Examples B1 to B5 and comparative examples V1 to V5 Determination of the deposits of hardening agents formed when using different detergents

For this purpose, 20 g of cotton terry cloth were washed and rinsed several times under the following test conditions: Washing machine Launder-O-meter from Atlas, Chicago Number of wash cycles 20th Amount of water per cycle 125 ml for washing 125 ml for rinsing Total hardness of the water 4 mmol (Ca²⁺, Mg²⁺) Washing time per cycle 30 min Washing temperature 60 ° C Detergent dosage 8 g / l

The detergents used in Examples B1 to B5 contained the trisodium salt of β-alanine-N, N-diacetic acid (ADA) to be used according to the invention, while in comparative examples V1 to V5 the trisodium salt of nitrilotriacetic acid (NTA ) has been used.

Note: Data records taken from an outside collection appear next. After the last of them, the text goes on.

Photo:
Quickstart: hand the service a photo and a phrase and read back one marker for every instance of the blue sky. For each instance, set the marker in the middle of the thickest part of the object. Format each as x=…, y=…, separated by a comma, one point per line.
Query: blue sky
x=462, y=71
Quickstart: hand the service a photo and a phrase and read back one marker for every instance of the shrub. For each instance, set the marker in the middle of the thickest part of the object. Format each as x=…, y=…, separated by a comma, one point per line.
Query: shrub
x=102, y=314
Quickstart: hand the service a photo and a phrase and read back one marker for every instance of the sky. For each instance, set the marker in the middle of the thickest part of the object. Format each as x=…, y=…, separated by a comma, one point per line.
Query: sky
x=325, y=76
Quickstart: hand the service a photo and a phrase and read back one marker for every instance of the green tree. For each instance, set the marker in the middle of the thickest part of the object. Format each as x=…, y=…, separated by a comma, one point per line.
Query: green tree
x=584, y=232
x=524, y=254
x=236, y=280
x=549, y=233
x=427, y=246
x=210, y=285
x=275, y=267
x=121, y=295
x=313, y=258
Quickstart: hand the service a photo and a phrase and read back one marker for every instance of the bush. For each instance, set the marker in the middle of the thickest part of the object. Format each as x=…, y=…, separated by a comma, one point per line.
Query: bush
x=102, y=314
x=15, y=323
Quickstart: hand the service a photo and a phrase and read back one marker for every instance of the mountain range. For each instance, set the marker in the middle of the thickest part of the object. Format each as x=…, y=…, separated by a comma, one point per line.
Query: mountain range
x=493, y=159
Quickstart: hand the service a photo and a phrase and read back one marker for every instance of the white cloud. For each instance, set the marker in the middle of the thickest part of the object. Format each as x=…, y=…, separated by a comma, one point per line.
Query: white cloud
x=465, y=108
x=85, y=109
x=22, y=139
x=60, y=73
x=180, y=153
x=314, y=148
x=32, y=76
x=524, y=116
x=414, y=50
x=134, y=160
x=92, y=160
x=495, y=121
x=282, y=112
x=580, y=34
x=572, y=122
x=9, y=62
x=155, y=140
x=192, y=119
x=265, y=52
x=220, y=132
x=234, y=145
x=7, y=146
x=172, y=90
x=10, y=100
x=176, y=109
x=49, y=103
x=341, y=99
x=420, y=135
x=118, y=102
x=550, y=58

In all cases, the detergents were out an aqueous slurry of its individual components by drying in atomizing towers at 100 ° C. A measure of the deposits of hardening agents formed during the washing process is the proportion by weight of ash that remained when the washed test fabric was ashed.

The composition of the detergents used and the proportions by weight of ash obtained are shown in Table 1. Table 1 also contains the exact ionic composition of the total hardness of the water used, which was also varied.

Claims (4)

1. A washing or cleaning agent for aqueous use containing from 2 to 25 % by weight, based on the total weight of the agent, of β-alanine-N,N-diacetic acid or an alkali metal or ammonium salt thereof as water softener.
2. A washing or cleaning agent for aqueous use as claimed in claim 1, containing the trisodium salt of β-alanine-N,N-diacetic acid as water softener.
3. A washing agent as claimed in claim 1 or 2, containing from 10 to 30 % by weight of zeolite and from 5 to 15 % by weight of the trisodium salt of β-alanine-N,N-diacetic acid.
4. The use of β-alanine-N,N-diacetic acid or an alkali metal or ammonium salt thereof in amounts of from 2 to 25 % by weight of the total formulation as an auxiliary agent in washing or cleaning agents for aqueous use.